Yesterday, my journey from Francis Street in Brookline to Francis Street in Boston took me along Netherlands Road. I'd never been there before and I was amazed to discover this:

It sat among ordinary houses like a mirage. Lost and late as I was, I had to stop, stare, and snap a photo. "Netherlands Road" now made sense. There aren't many Dutch houses in this country, let alone in New England. But there's been a Dutch House in Brookline since 1894.

It was built as the pavilion for the Van Houten Cocoa Company for the 1893 Chicago World's Fair. (Ah, cocoa, yet another sugar-laden beverage I should now forego.) When the fair ended, Charles B. Appleton had it moved to Brookline. You can read more about the Dutch House here.

I just looked up Charles Appleton.
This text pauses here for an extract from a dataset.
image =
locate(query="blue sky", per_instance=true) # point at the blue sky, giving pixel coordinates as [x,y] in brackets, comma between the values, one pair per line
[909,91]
I didn't find much, but I see he was a Mayflower descendant of William Brewster, as was Dr. Jane Kelly Sabine, who lived at my address. This makes them distant cousins. Perhaps Jane, Wallace, and their daughters were guests at his incredible house. I no longer despair of finding answers to such long-shot questions like that as I continue to research this remarkable family. I've found too many unexpected answers already that I believe anything is possible.

Naturally, I wondered about the interiors. No matter how marvelously a house may be preserved on the outside, the inside is often another, tragic story. Had it been broken up into awkward apartments or condos? Had every scrap of original detail been torn out and replaced with sheetrock and contractor-grade "updates"?
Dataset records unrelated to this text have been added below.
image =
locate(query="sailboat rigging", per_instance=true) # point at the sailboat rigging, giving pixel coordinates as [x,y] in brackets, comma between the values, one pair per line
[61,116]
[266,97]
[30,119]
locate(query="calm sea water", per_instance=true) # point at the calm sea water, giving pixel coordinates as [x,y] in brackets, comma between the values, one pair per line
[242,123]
The answer appears to be No, as far as I can tell. If you are curious about the interior, you are welcome to take a look. Keep in mind that those photos were taken four years ago. But a lot of lovely detail remained then, a good sign. I never saw the listing back then because my daily search results never include properties this huge, a ploy to protect me from falling for a massive house like this. (Because if I could have possibly bought this house, I would have.)

I plan to take a walk around the neighborhood to see what other treasures I might find. Brookline and Newton continue to hold wonderful 19th-century surprises for me — often finer and stranger than I ever imagined.


Hooray, my doctor said my liver test results "improved," so I am spared a biopsy. This time. She says I have to keep up my routine until the next round of tests in May.

What worked? Drinking all that wretched coffee? Cutting back more on sugar? Losing weight? I have no idea, so I'll have to keep doing everything the same way for another six months. 

But I can relax a bit for a little while. I figure I can skip the coffee until April. 

Since my blood tests were over, we went to Shake Shack last night for the first time in months. Pure bliss — I will always be a cheap date. 

As I dipped fries in mayo and stole sips from my husband's shake, I wondered, "What if the doctor calls tomorrow and says I need to repeat the tests? I reckoned the odds of that... and then I went home to have cookies and milk. 

I plan to be careful, but I also need to enjoy life, and that means a little dessert.

Despite all that rebellion, this morning our scale showed me a number I haven't seen in 15 years. It's a great incentive to not go wild but to continue eating better. Then I had a fantastic cup of tea, and put the coffee pitcher away for four months. 

Life may not be great these days, given our real-estate mess, but it is finally a bit sweeter around here.